Negeri ini dibangun oleh seorang guru. Sebuah pernyataan yang menarik jika sekilas kita simak bahwa sekalipun mereka adalah tokoh-tokoh yang bergerak di bidang sosial politik, tapi tak dapat dipungkiri bahwa mereka pun adalah guru peradaban bangsa. Sudah tidak asing dalam telinga kita, dan juga sudah tak akan terelakkan tentang seorang pejuang pendidikan yang nama serta gagasannya masih menjadi rujukan filosofis dan juga prinsip pendidikan di Indonesia. Ialah Ki Hadjar Dewantara, dengan konsep Tri Pusat Pendidikan. Oh Tuhan, seberuntungnya kami berada di Negeri yang diperjuangkan oleh para guru peradaban. Lantas, bagaimana dengan kondisi hari ini ?


Kita hidup di abad ke-21, dituntut untuk berpikiran kritis, mengedepankan kepada pemecahan masalah, komunikasi dengan baik dan bergerak kolaboratif, melek terhadap ICT dan literasi, kehidupan yang damai melalui kesadaran budaya dan juga harmonisasi dalam dinamika sosial politik di dunia ini.
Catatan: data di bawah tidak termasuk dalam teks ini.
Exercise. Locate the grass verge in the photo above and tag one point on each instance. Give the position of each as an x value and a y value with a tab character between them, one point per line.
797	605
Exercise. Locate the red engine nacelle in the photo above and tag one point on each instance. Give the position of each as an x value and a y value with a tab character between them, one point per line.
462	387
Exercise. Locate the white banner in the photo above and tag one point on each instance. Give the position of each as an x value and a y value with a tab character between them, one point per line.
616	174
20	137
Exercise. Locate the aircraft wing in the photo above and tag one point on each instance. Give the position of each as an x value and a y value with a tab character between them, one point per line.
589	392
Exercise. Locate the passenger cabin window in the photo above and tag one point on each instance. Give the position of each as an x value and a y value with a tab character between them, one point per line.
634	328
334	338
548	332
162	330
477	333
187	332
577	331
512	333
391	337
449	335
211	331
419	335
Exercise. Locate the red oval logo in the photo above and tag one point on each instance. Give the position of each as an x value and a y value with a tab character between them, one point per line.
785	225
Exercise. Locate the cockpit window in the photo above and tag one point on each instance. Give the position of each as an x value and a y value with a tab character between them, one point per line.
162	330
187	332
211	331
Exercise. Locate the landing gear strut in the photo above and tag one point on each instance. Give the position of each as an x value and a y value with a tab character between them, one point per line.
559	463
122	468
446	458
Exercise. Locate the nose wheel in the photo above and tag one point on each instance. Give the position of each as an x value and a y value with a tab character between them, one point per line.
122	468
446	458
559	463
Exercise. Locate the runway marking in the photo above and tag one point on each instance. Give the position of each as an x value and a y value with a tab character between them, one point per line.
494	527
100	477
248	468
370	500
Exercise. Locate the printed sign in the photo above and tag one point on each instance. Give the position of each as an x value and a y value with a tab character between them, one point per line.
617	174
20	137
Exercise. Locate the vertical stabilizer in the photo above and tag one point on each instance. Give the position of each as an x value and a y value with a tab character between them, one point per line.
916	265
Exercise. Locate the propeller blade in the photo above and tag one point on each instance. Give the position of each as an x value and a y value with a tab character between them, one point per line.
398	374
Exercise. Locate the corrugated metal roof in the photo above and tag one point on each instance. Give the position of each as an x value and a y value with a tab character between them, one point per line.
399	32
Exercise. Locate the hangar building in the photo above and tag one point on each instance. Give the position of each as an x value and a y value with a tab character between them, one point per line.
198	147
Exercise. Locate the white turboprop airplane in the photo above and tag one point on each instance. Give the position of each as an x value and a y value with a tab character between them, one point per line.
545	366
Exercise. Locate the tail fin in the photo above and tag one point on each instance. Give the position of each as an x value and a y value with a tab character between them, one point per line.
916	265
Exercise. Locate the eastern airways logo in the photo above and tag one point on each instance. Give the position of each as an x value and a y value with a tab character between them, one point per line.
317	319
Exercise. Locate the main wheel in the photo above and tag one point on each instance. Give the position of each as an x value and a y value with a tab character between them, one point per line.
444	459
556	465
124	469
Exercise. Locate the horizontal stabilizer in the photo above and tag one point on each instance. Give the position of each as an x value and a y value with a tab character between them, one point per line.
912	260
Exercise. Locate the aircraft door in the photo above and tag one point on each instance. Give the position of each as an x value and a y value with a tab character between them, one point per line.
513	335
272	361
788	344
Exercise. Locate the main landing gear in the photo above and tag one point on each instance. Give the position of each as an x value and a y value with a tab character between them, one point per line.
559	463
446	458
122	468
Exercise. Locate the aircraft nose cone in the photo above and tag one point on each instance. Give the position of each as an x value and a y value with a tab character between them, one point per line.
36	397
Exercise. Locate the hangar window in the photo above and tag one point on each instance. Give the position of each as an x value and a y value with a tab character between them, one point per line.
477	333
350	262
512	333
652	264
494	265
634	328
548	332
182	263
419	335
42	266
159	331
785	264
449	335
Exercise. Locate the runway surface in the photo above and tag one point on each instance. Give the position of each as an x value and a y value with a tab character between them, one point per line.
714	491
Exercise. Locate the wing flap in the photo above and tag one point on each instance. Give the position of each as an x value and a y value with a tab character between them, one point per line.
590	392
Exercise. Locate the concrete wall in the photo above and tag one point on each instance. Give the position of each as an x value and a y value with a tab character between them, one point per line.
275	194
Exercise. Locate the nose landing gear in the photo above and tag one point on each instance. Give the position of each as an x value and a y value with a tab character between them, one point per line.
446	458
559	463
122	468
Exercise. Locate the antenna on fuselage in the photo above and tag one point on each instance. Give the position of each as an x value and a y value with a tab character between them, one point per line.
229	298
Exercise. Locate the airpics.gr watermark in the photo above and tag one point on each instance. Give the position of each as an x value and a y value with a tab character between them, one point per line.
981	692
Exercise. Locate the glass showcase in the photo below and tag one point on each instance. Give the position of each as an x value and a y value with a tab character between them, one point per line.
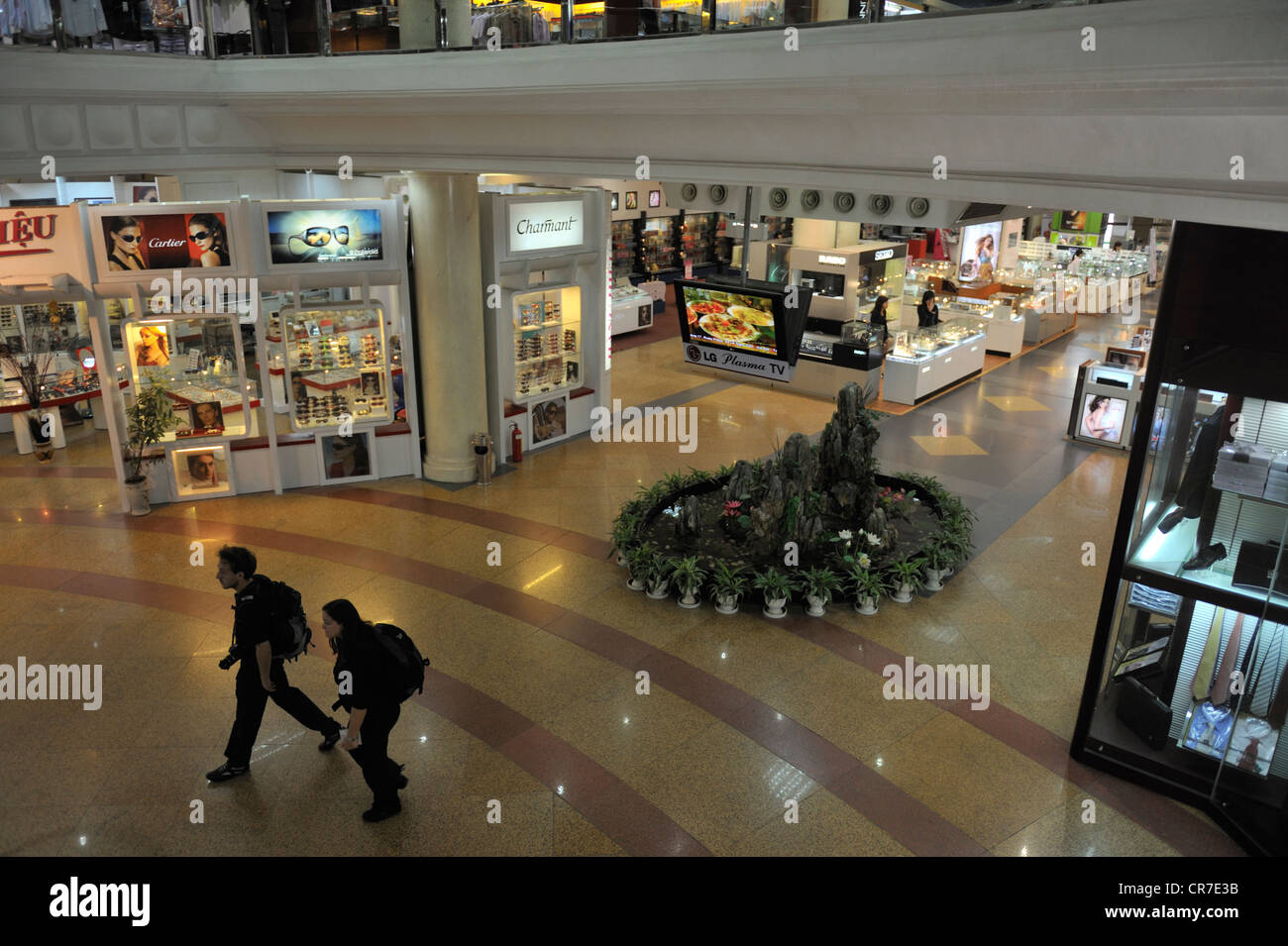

Kemudian kita harus berpikir, bahwa masalah yang sama-sama kita hadapi saat ini tanpa pengecualian adalah tentang bagaimana kita bertahan dalam hidup ini dalam konteks yang luas? Tentu sebuah pendalaman dalam berpikir kritis tentang kehidupan hari ini. Satu-satunya senjata ampuh yang kemudian akan membantu terpenuhinya segala tuntutan tersebut, yaitu Pendidikan.


Berbicara pendidikan, tidak melulu berkaitan dengan sekat kelas, kapur barus, kartu Indonesia pintar, bangku dan juga meja. Dalam tulisan ini, mari kita hadirkan seorang sosok pribadi dengan segala kemampuannya mampu menjadikan kita menjadi manusia seutuhnya. Dari tidak bisa menjadi bisa, dari tidak tahu menjadi tahu, dari tidak paham menjadi paham, kemudian perubahan lainnya yang mungkin tidak dirasakan langsung oleh diri kita. Guru, sosok yang membawa perubahan besar.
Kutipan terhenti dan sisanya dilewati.